Promotional single by Arcángel

from the album Sentimiento, Elegancia & Maldad
- Language: Spanish
- English title: "A Long Time Ago"
- Released: June 21, 2013
- Genre: Urban pop
- Label: Pina; Flow Factory;
- Songwriters: Austin Santos Rosas; Rafael Pina Nieves; Marcos Masís Fernández;
- Producers: Tainy; Raphy Pina;

Arcángel singles chronology
| "Mi Vida No Va a Cambiar" (2013) | "Hace Mucho Tiempo" (2013) | "Alza la Mano" (2013) |

Music video
- "Hace Mucho Tiempo" on YouTube

= Hace Mucho Tiempo =

2013 single by Arcángel

"Hace Mucho Tiempo" is a song by American singer Arcángel.
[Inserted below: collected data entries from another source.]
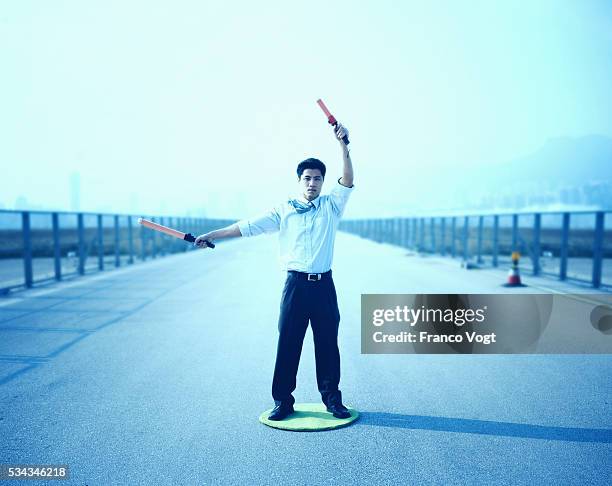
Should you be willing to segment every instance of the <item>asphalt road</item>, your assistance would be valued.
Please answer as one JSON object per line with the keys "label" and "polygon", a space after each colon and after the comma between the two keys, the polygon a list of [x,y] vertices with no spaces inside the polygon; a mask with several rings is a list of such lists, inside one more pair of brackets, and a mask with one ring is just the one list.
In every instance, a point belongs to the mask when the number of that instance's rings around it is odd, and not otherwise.
{"label": "asphalt road", "polygon": [[[316,433],[260,424],[275,245],[232,241],[0,299],[0,464],[70,467],[49,484],[610,484],[611,355],[362,355],[362,293],[492,293],[505,275],[345,234],[341,389],[361,418]],[[295,396],[320,399],[310,331]]]}

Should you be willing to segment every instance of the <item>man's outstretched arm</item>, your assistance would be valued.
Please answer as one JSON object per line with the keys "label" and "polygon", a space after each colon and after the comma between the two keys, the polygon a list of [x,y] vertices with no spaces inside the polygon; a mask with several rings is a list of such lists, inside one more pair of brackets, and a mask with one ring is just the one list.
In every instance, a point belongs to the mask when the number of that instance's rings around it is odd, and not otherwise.
{"label": "man's outstretched arm", "polygon": [[236,238],[239,236],[257,236],[264,233],[274,233],[280,229],[280,213],[277,208],[271,209],[258,217],[243,219],[210,233],[196,238],[193,243],[200,248],[207,248],[204,241],[214,242],[222,238]]}
{"label": "man's outstretched arm", "polygon": [[340,123],[336,127],[336,138],[340,142],[342,147],[342,158],[344,165],[342,168],[342,177],[340,178],[340,184],[346,187],[353,186],[353,162],[351,161],[351,154],[348,146],[342,141],[344,136],[348,136],[348,130],[344,128]]}
{"label": "man's outstretched arm", "polygon": [[204,243],[205,241],[214,243],[215,240],[220,240],[222,238],[236,238],[238,236],[242,236],[242,233],[240,233],[238,223],[234,223],[226,226],[225,228],[220,228],[198,236],[193,244],[195,246],[199,246],[200,248],[208,248],[208,246]]}

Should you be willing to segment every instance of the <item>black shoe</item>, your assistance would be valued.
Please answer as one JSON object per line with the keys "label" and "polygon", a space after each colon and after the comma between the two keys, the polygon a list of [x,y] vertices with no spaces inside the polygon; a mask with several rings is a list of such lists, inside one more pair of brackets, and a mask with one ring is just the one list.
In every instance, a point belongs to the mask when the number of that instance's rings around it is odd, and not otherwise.
{"label": "black shoe", "polygon": [[294,412],[293,405],[277,405],[268,415],[268,420],[283,420]]}
{"label": "black shoe", "polygon": [[327,407],[327,411],[333,413],[334,417],[339,418],[339,419],[345,419],[351,416],[351,412],[348,411],[348,408],[346,408],[341,403],[337,405],[336,404],[329,405]]}

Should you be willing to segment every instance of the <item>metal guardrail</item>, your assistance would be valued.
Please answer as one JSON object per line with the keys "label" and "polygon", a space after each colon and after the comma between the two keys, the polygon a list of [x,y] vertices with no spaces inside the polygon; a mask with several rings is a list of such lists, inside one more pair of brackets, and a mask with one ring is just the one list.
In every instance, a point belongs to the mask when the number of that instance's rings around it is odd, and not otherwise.
{"label": "metal guardrail", "polygon": [[345,220],[339,229],[491,267],[510,266],[518,251],[533,275],[612,287],[612,210]]}
{"label": "metal guardrail", "polygon": [[[140,216],[0,210],[0,293],[194,249],[140,227]],[[234,222],[146,217],[193,234]],[[518,251],[533,275],[612,287],[612,210],[345,220],[339,229],[492,267],[510,266]]]}
{"label": "metal guardrail", "polygon": [[234,220],[0,210],[0,293],[193,250],[139,217],[195,235]]}

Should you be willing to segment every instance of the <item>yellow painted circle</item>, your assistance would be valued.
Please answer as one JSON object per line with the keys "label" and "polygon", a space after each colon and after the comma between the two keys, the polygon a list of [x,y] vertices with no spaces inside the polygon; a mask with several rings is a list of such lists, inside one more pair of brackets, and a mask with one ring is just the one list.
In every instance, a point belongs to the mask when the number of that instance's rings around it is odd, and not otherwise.
{"label": "yellow painted circle", "polygon": [[275,429],[314,432],[345,427],[359,417],[359,412],[348,406],[346,408],[351,416],[345,419],[334,417],[322,403],[296,403],[293,408],[295,412],[284,420],[268,420],[268,416],[272,413],[270,409],[259,416],[259,421]]}

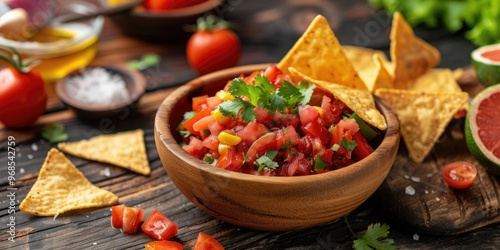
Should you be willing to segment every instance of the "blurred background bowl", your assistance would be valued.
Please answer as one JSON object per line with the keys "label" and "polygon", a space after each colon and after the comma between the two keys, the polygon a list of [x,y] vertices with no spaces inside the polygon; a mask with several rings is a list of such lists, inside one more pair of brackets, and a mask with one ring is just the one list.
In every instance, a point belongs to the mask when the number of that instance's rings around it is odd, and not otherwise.
{"label": "blurred background bowl", "polygon": [[[64,16],[92,13],[98,6],[72,0],[59,4],[56,10],[56,16]],[[59,23],[56,17],[30,40],[16,41],[0,36],[0,46],[15,48],[23,58],[40,59],[34,69],[46,82],[55,82],[94,59],[103,24],[102,16],[68,23]]]}
{"label": "blurred background bowl", "polygon": [[223,170],[185,152],[176,131],[191,99],[214,95],[228,80],[269,64],[217,71],[179,87],[160,105],[155,118],[156,148],[170,179],[195,205],[237,226],[269,231],[303,229],[346,215],[367,200],[392,167],[399,147],[396,115],[377,102],[388,128],[365,159],[327,173],[269,177]]}
{"label": "blurred background bowl", "polygon": [[[103,7],[111,5],[110,0],[99,0]],[[150,41],[187,39],[191,34],[186,25],[196,24],[196,19],[215,11],[223,0],[207,0],[190,7],[152,12],[139,6],[130,11],[110,15],[126,34]]]}
{"label": "blurred background bowl", "polygon": [[[125,82],[129,93],[129,99],[111,104],[91,104],[75,99],[68,91],[66,80],[76,75],[81,75],[85,70],[92,68],[103,68],[110,74],[119,75]],[[137,108],[137,103],[146,90],[146,80],[144,76],[126,66],[118,65],[91,65],[68,74],[56,83],[56,94],[59,99],[75,114],[87,121],[99,121],[101,119],[124,120],[130,117]],[[99,95],[99,93],[95,93]]]}

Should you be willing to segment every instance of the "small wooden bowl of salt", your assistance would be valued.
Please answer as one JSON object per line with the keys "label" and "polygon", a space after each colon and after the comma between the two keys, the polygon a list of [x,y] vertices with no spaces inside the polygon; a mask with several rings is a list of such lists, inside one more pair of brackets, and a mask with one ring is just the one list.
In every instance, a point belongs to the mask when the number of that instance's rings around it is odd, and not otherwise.
{"label": "small wooden bowl of salt", "polygon": [[85,120],[124,120],[135,112],[145,90],[141,73],[118,65],[87,66],[56,83],[59,99]]}

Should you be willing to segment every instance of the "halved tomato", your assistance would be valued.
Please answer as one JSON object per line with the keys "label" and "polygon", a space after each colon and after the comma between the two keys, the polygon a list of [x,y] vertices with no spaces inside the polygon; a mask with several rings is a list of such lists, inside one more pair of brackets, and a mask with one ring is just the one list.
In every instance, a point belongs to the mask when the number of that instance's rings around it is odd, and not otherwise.
{"label": "halved tomato", "polygon": [[446,164],[441,170],[443,179],[450,187],[464,189],[472,185],[476,179],[476,166],[465,161]]}

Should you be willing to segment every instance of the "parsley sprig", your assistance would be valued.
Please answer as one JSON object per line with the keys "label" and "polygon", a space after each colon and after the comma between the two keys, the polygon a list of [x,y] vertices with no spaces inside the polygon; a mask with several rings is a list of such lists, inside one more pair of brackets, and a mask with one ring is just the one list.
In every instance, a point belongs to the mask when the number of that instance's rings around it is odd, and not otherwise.
{"label": "parsley sprig", "polygon": [[255,121],[254,107],[263,108],[268,113],[284,112],[297,104],[305,105],[311,99],[314,85],[302,82],[294,86],[288,81],[283,81],[282,84],[275,89],[261,74],[255,77],[254,84],[246,84],[242,78],[236,78],[228,88],[229,93],[235,97],[234,100],[224,101],[219,105],[219,110],[233,119],[241,110],[243,121],[248,123]]}

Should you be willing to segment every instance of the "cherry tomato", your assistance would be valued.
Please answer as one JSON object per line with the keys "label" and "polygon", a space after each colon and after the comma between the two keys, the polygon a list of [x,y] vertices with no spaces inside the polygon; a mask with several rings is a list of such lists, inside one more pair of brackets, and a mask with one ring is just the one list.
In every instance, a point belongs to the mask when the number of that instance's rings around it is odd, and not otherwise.
{"label": "cherry tomato", "polygon": [[155,210],[144,221],[141,229],[155,240],[170,240],[177,234],[177,224],[160,211]]}
{"label": "cherry tomato", "polygon": [[214,237],[200,232],[196,238],[193,250],[224,250],[224,247]]}
{"label": "cherry tomato", "polygon": [[164,11],[185,8],[203,3],[207,0],[145,0],[142,6],[152,11]]}
{"label": "cherry tomato", "polygon": [[235,66],[240,52],[238,36],[230,29],[217,26],[198,28],[186,46],[187,60],[200,75]]}
{"label": "cherry tomato", "polygon": [[468,162],[457,161],[444,166],[441,174],[450,187],[463,189],[472,185],[476,179],[477,169]]}
{"label": "cherry tomato", "polygon": [[181,243],[168,240],[152,241],[144,245],[146,250],[182,250]]}
{"label": "cherry tomato", "polygon": [[13,67],[0,70],[0,122],[6,127],[32,125],[46,105],[45,83],[38,73],[23,73]]}

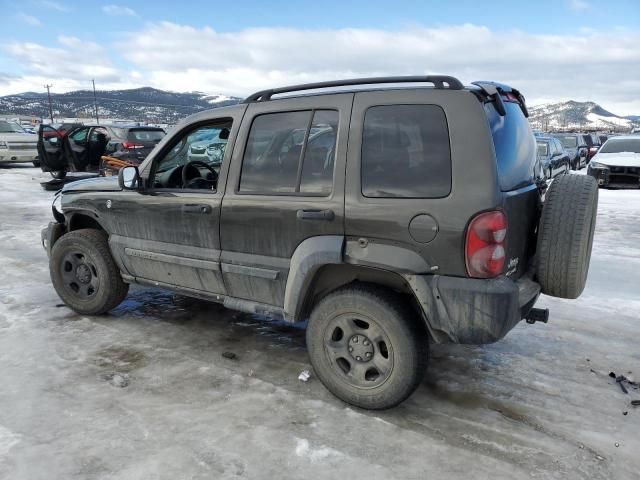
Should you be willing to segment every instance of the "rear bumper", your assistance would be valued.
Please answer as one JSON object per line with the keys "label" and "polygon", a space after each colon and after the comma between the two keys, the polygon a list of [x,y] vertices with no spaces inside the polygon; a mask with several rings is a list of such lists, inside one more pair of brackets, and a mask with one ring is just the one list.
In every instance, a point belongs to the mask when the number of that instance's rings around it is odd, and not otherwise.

It was released on June 21, 2013, through Pina Records and Flow Factory, as the first promotional single from his second studio album Sentimiento, Elegancia & Maldad (2013).

== Composition ==
The song was written by Austin "Arcángel" Santos Rosas, Rafael "Raphy" Pina Nieves and Marcos "Tainy" Masís Fernández, while the production was carried out by the latter two and the mixing was carried out by Tainy and DJ Luian.

== Critical reception ==
The American publication MundoNow mentioned "Haga Mucho Tiempo" as "some of Arcángel's songs that have marked milestones in the Latin trap genre" and called it "a retrospective and a declaration of intent" and highlighted that the melody feels nostalgic, but with a vision of the future, capturing the very essence of an evolving genre".

== Audio visualizers ==
The first audio visualizer for "Hace Mucho Tiempo" was published on Pina Records' YouTube channel on June 21, 2013, at the same time as the release of the single. The second audio visualizer was published on Arcángel's YouTube channel on August 20, 2013, a day after the release of the album Sentimiento, Elegancia & Maldad.

== Music video ==
The music video for "Haga Mucho Tiempo" was also published on August 20, 2013, through Arcángel's YouTube channel. Under the direction of Colombian director Gustavo Camacho, filming lasted about 2 weeks and toured tourist destinations in Paris, Venice, Greece and Norway. The video became the third with the most views on his channel until March 2023.

== Charts ==

=== Weekly charts ===

Weekly chart performance for "Hace Mucho Tiempo"
| Chart (2013) | Peak position |
|---|---|
| US Hot Latin Songs (Billboard) | 34 |
| US Latin Digital Song Sales (Billboard) | 33 |
| US Latin Rhythm Airplay (Billboard) | 19 |
| US Tropical Airplay (Billboard) | 12 |

=== Year-end charts ===

2013 year-end chart performance for "Hace Mucho Tiempo"
| Chart (2013) | Position |
|---|---|
| US Latin Rhythm Airplay (Billboard) | 33 |

== Certifications ==

Certifications and sales for "Hace Mucho Tiempo"
| Region | Certification | Certified units/sales |
| United States (RIAA) | Platinum (Latin) | 60,000^{‡} |
^{‡} Sales+streaming figures based on certification alone.